Frequently Asked Questions
When should I use a pie chart instead of a bar chart?
Use a pie chart only when you're showing parts of a whole (proportions summing to 100%), you have 6 or fewer categories, and at least one segment is distinctly different in size. In most other cases, a bar chart is clearer because humans compare lengths more accurately than angles.
What is the best chart for showing trends over time?
A line chart. The continuous line encodes the direction and rate of change — upward slopes mean increases, steeper slopes mean faster changes. Use markers for individual data points if you have few observations.

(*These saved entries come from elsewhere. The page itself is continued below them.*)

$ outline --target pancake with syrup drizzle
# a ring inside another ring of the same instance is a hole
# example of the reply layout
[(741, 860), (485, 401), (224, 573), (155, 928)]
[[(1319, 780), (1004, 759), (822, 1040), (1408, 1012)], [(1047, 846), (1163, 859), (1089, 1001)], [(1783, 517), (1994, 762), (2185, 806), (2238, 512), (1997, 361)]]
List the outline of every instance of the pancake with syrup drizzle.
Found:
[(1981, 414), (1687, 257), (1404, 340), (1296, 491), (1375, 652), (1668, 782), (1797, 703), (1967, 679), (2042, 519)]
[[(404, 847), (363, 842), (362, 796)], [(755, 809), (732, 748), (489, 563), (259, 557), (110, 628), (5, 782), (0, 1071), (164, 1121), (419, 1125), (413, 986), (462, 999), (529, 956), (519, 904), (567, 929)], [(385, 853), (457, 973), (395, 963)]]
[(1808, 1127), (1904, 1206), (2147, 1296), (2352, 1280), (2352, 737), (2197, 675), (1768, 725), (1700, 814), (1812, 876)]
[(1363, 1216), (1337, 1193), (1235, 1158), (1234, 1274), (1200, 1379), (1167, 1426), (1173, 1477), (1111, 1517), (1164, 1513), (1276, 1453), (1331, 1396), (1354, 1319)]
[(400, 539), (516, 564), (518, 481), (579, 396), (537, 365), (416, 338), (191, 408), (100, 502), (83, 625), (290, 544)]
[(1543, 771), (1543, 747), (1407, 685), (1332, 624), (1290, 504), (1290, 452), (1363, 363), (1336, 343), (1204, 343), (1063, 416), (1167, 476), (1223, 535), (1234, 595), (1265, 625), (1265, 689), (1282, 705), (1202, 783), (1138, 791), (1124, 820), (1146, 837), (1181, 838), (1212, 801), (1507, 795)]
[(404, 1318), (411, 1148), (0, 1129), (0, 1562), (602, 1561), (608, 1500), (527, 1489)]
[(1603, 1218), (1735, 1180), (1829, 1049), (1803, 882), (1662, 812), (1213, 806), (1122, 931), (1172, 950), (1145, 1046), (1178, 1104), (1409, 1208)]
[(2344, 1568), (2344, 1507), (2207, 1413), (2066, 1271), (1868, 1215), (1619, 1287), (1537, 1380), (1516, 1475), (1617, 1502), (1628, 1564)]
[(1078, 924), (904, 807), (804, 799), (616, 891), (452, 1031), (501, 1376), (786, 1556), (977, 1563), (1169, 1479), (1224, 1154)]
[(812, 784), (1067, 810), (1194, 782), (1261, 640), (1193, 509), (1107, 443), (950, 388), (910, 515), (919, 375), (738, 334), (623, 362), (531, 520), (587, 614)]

Can I combine chart types?
Yes, but carefully. A common combination is bars with a line overlay (e.g., monthly revenue as bars with a cumulative total as a line). Avoid dual y-axes, which are easily misinterpreted. Each visual element should serve a clear purpose.
How many data points is too many for a bar chart?
Bar charts work well up to about 15–20 categories. Beyond that, consider grouping small categories into "Other," filtering to the top N, or using a different layout like a horizontal bar chart sorted by value.
What is the difference between a histogram and a bar chart?
A histogram shows the distribution of a single continuous variable by grouping values into bins. Bars touch because the bins represent adjacent ranges. A bar chart shows values for discrete categories. Bars are separated because the categories are independent.
Is a donut chart better than a pie chart?
Neither is objectively "better." A donut chart provides space in the center for a label or total, which is useful on dashboards. A pie chart uses the full area, making slices slightly easier to compare. The readability issues (difficulty comparing similar-sized segments) apply to both.
Should the y-axis always start at zero?
For bar charts, yes — truncating the y-axis exaggerates differences and misleads viewers. For line charts, it depends: zero-baseline is safer for general audiences, but domain experts may benefit from a narrower range that reveals subtle trends.
How do I make charts accessible?
Don't rely on color alone to convey meaning. Use labels, patterns, or direct annotations. Test with a color blindness simulator. Provide a text description or data table as an alternative. Use sufficient contrast between chart elements and the background.
What file format should I save charts in?
PNG works for most purposes — presentations, reports, social media, and web. It supports transparency (useful for slides with colored backgrounds). SVG is better for web use where scaling matters. Avoid JPEG for charts because compression creates artifacts around sharp edges and text.
How do I choose colors for my chart?
Use a consistent palette with enough contrast between categories. Start with a tool-generated palette rather than picking colors manually. Avoid pure red and green together (color blindness). Use one highlight color for the most important data point and muted tones for the rest.
What chart should I use for survey results?
It depends on the question type. For multiple-choice questions (which flavor do you prefer?), use a horizontal bar chart sorted by response count. For rating scales (1–5 satisfaction), use a bar chart or stacked bar. For yes/no questions, a simple percentage with a donut chart works.
Can I use charts for small datasets?
Yes, but keep them simple. With only 3–4 data points, a table or a few large numbers may be more efficient than a chart. Charts become more valuable as datasets grow because they reveal patterns that tables hide.